In the Run Job page, you can specify transformation and profiling jobs for the currently loaded recipe. Available options include output formats and output destinations.
You can also configure the environment where the job is to be executed.
Tip: Jobs can be scheduled for periodic execution through Flow View page. For more information, see Add Schedule Dialog.
Tip: Columns that have been hidden in the Transformer page still appear in the generated output. Before you run a job, you should verify that all currently hidden columns are ok to include in the output.
Run Job Page
Select the environment where you wish to execute the job. Some of the following environments may not be available to you. These options appear only if there are multiple accessible running environments.
NOTE: Running a job executes the transformations on the entire dataset and saves the transformed data to the specified location. Depending on the size of the dataset and available processing resources, this process can take a while.
Tip: The application attempts to identify the best running environment for you. You should choose the default option, which factors in the available environments and the size of your dataset to identify the most efficient processing environment.
|D s product|
Spark: Executes the job using the Spark running environment.
Advanced Execution Options:
- If Spark job overrides have been enabled in your environment, you can apply overrides to the specified job. See Spark Execution Properties Settings.
Profile results and assess data quality rules: Optionally, you can enable this option to generate a visual profile of your job results. If your job contains recipes with data quality rules, those rules are applied to the generated results and displayed in the Job Details page.

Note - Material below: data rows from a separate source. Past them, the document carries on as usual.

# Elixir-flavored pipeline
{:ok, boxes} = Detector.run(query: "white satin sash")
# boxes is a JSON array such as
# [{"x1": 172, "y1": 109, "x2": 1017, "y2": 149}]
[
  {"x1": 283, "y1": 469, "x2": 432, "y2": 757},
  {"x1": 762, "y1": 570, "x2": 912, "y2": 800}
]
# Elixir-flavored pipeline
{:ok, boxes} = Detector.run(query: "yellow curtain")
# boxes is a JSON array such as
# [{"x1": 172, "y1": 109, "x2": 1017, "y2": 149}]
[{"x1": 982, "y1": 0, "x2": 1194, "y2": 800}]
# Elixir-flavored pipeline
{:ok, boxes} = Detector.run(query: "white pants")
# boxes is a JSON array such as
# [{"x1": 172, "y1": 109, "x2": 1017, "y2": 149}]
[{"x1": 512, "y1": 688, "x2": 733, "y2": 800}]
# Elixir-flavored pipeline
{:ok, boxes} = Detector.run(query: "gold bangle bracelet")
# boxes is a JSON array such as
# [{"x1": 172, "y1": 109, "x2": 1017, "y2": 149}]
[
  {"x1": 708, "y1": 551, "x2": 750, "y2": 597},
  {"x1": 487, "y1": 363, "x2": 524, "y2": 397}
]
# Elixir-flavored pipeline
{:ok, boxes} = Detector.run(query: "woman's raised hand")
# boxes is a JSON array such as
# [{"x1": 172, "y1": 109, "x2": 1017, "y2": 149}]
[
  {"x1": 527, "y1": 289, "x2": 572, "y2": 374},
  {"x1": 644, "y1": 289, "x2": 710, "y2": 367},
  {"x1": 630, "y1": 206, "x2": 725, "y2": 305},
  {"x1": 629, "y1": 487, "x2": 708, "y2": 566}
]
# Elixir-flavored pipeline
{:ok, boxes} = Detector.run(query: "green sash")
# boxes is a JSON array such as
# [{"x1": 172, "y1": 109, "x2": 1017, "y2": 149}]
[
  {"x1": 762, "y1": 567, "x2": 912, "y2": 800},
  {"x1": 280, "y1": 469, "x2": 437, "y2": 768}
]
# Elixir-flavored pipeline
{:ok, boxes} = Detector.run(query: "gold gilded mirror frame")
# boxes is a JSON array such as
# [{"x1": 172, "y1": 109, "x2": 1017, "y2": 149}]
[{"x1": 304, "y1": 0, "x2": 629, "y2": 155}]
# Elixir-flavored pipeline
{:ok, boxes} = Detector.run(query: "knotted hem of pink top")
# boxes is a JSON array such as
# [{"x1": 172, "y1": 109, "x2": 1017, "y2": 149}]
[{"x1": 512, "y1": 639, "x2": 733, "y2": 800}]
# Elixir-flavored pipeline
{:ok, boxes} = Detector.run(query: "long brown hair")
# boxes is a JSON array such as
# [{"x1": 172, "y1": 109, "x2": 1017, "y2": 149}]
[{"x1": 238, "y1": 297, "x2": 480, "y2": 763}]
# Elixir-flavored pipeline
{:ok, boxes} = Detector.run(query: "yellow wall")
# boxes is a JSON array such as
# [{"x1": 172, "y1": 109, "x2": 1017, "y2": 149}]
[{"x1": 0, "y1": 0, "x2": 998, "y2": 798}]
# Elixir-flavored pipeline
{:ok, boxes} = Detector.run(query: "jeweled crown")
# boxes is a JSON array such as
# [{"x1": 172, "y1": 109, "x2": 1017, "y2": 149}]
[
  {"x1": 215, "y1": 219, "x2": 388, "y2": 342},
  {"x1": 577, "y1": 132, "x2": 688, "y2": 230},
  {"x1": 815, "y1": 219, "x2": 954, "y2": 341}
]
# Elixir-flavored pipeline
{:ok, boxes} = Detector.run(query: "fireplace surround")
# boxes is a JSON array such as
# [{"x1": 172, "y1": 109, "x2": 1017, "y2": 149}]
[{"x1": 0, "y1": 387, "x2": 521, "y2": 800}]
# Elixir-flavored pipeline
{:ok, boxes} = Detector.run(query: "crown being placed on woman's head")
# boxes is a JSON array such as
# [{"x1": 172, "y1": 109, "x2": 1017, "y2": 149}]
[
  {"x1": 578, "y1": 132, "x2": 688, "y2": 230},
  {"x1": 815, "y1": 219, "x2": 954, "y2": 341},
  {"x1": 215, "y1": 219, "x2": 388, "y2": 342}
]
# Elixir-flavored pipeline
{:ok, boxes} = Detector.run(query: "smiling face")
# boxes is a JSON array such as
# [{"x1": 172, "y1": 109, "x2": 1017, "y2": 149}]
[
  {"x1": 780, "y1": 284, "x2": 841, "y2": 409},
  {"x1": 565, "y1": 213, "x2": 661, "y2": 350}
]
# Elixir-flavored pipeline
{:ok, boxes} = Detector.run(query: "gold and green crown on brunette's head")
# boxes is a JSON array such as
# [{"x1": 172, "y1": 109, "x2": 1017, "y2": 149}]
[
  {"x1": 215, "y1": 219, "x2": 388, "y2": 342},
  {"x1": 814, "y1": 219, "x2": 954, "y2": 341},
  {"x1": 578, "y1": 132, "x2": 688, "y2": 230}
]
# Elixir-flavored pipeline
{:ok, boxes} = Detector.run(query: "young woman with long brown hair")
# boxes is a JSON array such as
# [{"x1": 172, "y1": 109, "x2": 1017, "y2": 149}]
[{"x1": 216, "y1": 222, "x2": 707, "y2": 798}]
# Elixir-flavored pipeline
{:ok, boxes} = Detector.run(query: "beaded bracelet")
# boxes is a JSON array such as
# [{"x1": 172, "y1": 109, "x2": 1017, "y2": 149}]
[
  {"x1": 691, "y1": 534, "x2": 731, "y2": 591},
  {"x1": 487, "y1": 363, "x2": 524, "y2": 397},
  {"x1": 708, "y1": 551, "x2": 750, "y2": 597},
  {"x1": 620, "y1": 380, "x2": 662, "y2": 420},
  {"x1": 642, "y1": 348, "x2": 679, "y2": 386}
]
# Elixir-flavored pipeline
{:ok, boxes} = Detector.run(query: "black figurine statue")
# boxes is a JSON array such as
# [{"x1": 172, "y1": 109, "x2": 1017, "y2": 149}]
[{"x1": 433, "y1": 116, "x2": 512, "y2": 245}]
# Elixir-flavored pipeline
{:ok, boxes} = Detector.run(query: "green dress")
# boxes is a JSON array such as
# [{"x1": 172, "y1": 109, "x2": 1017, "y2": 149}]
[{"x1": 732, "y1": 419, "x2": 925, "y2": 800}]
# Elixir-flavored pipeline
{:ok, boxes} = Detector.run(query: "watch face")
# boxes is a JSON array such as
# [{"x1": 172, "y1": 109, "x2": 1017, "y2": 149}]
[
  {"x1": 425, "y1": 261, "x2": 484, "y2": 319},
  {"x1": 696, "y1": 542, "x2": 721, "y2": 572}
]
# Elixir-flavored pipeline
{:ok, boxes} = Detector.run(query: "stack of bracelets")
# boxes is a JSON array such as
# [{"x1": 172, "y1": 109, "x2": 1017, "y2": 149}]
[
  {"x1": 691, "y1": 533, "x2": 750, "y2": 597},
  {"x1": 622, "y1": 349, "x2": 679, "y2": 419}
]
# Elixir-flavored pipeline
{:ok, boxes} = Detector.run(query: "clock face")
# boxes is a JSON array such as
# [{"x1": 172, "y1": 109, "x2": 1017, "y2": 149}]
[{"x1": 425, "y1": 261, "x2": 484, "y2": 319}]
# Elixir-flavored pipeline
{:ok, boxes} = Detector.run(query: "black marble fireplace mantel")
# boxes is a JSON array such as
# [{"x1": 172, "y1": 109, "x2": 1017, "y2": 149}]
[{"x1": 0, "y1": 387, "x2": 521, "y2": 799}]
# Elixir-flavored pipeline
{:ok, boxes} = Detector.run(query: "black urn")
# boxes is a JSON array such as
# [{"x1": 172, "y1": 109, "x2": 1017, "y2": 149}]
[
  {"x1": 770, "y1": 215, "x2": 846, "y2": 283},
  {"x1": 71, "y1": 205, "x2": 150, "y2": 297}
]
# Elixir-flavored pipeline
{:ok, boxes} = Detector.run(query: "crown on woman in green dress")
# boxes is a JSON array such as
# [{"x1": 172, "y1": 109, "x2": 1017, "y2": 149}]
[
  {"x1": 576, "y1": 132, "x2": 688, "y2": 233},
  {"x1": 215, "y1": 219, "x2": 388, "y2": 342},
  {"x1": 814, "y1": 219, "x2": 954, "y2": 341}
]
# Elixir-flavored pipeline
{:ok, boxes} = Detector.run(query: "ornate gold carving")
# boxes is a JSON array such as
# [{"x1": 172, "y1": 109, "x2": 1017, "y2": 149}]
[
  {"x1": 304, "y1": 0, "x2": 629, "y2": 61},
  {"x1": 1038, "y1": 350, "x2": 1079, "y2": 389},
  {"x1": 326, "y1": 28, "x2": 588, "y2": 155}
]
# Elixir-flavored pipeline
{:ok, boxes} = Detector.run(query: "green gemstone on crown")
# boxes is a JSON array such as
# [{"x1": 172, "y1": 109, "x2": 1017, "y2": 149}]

NOTE: You must choose to profile your results if you wish to see the data quality rules applied to your results.
When the profiling job finishes, details are available through the Job Details page, including links to download results.
- Disabling profiling of your output can improve the speed of overall job execution.
- See Job Details Page.
NOTE: Percentages for valid, missing, or mismatched column values may not add up to 100% due to rounding. This issue applies to the Photon running environment.
Ignore recipe errors: Optionally, you can choose to ignore errors in your recipes and proceed with the job execution.
NOTE: When this option is selected, the job may be completed with warning errors. For notification purposes, these jobs with errors are treated as successful jobs, although you may be notified that the job completed with warnings.
Details are available in the Job Details page. For more information, see Job Details Page.
You can add, remove, or edit the outputs that are generated from this job. For more information, see Publishing Actions.
To execute the job as configured, click Run. The job is queued for execution.After a job has been queued, you can track its progress toward completion. See Job Details Page.
Run jobs via API
You can use the available REST APIs to execute jobs for known datasets. For more information, see API Reference.